For this pupose, we used the SSX4 targeting vector to generate an SSX4 knock-in (KI) lung
cancer cell line (SK-LC-17) with a GFP reporter gene expressed from SSX4 promoter. SKLC-17
is known to express SSX4 as well as other CT-X genes and its SSX4 promoter has
been characterized in detail. We, thus, obtained one clone with homogenous GFP expression
verified by sequencing for correct integration of SSX4 KI targeting vector. In the long-term,
this cell line model will be used to identify transcriptional regulators of CT-X gene expression
that function either in a direct manner as epigenetic controllers or indirectly as effectors
upstream to epigenetic mechanisms.
Based on the fact that CT-X gene expression occurs coordinately in all tumor types, the
second series of experiments described herein aimed to develop an approach whereby genes,
which are differentially expressed between CT-X expressing (CT-X positive) and nonexpressing
(CT-X negative) tissues or cells could be identified. Towards this aim a metaanalysis
of publicly available microarray datasets from different types of tumors and cancer
cell lines was developed. Using this approach, the CT-X positive group was observed to
contain gene expression signatures indicative of higher proliferative and metastatic capacity
when compared to the CT-X negative group.
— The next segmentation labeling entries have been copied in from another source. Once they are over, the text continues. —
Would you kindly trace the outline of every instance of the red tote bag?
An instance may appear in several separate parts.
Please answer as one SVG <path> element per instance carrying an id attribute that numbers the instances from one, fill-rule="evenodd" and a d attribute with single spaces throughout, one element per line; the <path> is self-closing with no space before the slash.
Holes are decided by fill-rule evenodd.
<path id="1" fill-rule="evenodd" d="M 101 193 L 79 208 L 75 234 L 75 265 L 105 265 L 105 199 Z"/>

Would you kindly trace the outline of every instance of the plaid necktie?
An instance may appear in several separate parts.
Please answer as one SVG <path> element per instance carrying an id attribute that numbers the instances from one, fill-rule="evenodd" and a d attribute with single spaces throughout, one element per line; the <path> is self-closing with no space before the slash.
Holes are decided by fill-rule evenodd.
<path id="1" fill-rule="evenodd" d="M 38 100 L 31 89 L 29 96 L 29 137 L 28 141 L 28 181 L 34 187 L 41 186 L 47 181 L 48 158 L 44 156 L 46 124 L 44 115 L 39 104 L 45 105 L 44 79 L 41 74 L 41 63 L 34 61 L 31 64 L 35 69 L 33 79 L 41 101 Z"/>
Additional studies based on class prediction
analysis in a lung cancer cell line dataset were performed to compensate for bias due to tissue
specific differences between datasets obtained from the meta-analysis. Lastly, we selected a
set of genes that behaved commonly in both meta-analysis and class prediction analysis to be
validated in cancer cell lines with known CT-X expression profiles.